In an interview to CNBC-TV18, Gaurav Mashruwala, Certified Financial Planner compared various aspects of index funds and actively managed funds.
Below is the verbatim transcript of Mashruwala's interview with CNBC-TV18.
Q: While this question on the face of it may seem relevant but would you say that an actively managed fund would have done anything different given the kind of fall that we had on Friday. Where would you stand on this argument?
A: I agree with you. There are two kinds of risks that any investor would have; a systematic risk and unsystematic risk. Index funds are predominantly dealing with systematic risk on a larger scale. So, if the entire system has taken a beating then index fund will take a beating. If entire system does well then it will do well. On Friday the entire system had taken a beating.
Actively managed fund would also have unsystematic risk with it. Therefore, if for that day if the fund manager would have taken a call to stay away from Infosys then that would have been better. However, I am not sure whether anybody could take a call on that on a one particular day. So, my bet would always be that when one constructs a portfolio then the core portfolio should be index fund, which is passively managed fund and then surround it with an actively managed fund.
Hence one particular day, one particular instance does not take us away from saying that move away from passively managed fund.
Q: In general what is the performance record? Are index funds safer than actively managed funds or are actively managed funds are high risk high return funds?
A: Yes. That is why I said systematic or if one has to use some statistical measure if one is doing beta and R2 etc. Passively managed funds will raise less and fall less. Actively managed funds could have a better performance and may even fall. The standard saying is winners rotate and one will only come to know about the winners in the hindsight. Therefore, continuously chasing actively managed fund and which are better performers are difficult. One comes to know about it later on.

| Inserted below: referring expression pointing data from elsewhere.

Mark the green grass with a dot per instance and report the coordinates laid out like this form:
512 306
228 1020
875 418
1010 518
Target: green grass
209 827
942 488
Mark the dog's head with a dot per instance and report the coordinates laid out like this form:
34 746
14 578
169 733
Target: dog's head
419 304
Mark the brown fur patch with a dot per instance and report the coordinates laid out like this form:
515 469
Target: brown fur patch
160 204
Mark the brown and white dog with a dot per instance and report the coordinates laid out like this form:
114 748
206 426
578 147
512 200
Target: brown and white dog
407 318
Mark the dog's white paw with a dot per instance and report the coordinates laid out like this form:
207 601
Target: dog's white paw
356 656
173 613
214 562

Hence always have over portfolio in passively managed fund they will replicated whatever is happening in the market, whatever is happening in the system as an equity market and then build it up around based on how much risk one is willing to take with the volatility, how far one’s goals are and what kind of skills one has and the time to manage portfolio with actively managed funds, so, make combination of two, but passively managed funds; less volatile, less risky will never be the winners. Actively managed funds could be winners, could be losers, more volatile, more risky and can give better returns.

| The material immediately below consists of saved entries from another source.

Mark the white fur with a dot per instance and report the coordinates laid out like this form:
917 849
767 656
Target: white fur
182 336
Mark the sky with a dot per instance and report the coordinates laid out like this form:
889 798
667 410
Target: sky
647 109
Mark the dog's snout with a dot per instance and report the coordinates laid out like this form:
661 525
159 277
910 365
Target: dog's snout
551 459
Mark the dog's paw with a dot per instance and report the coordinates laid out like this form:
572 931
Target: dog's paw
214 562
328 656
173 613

Caller Q: I can invest Rs 3 lakh for tenure of four-five years. I want to divide it between education need of my two daughters and if possible in some other systematic investment plans (SIPs) too. How should I allocate it?
A: If daughters’ education is a priority and depending on how near or far-off. If daughters’ education is likely to happen after five-seven years then park these funds in debt funds and slowly transfer into equity fund where you would get an appreciation maybe one-two years prior to requirement again shift back to debt. Therefore, park in debt because you have lump sum money transfer into equity and nearer to requirement transfer back into debt.
The other money I am assuming that it could be used for retirement and hence park into debt fund. Systematically transfer into equity and leave it till nearer your retirement age. Should you go for largecap equity funds, midcaps or should you go for active or passive, will depend on what your existing portfolio is and how far is your requirement for money; is it seven-five-three years, it will depend on that. So, for general view consider this and if it is for long-term, look at equity fund and bring it back to debt fund, if it is near term, predominantly and keep rebalancing it based on how the allocation change based on market.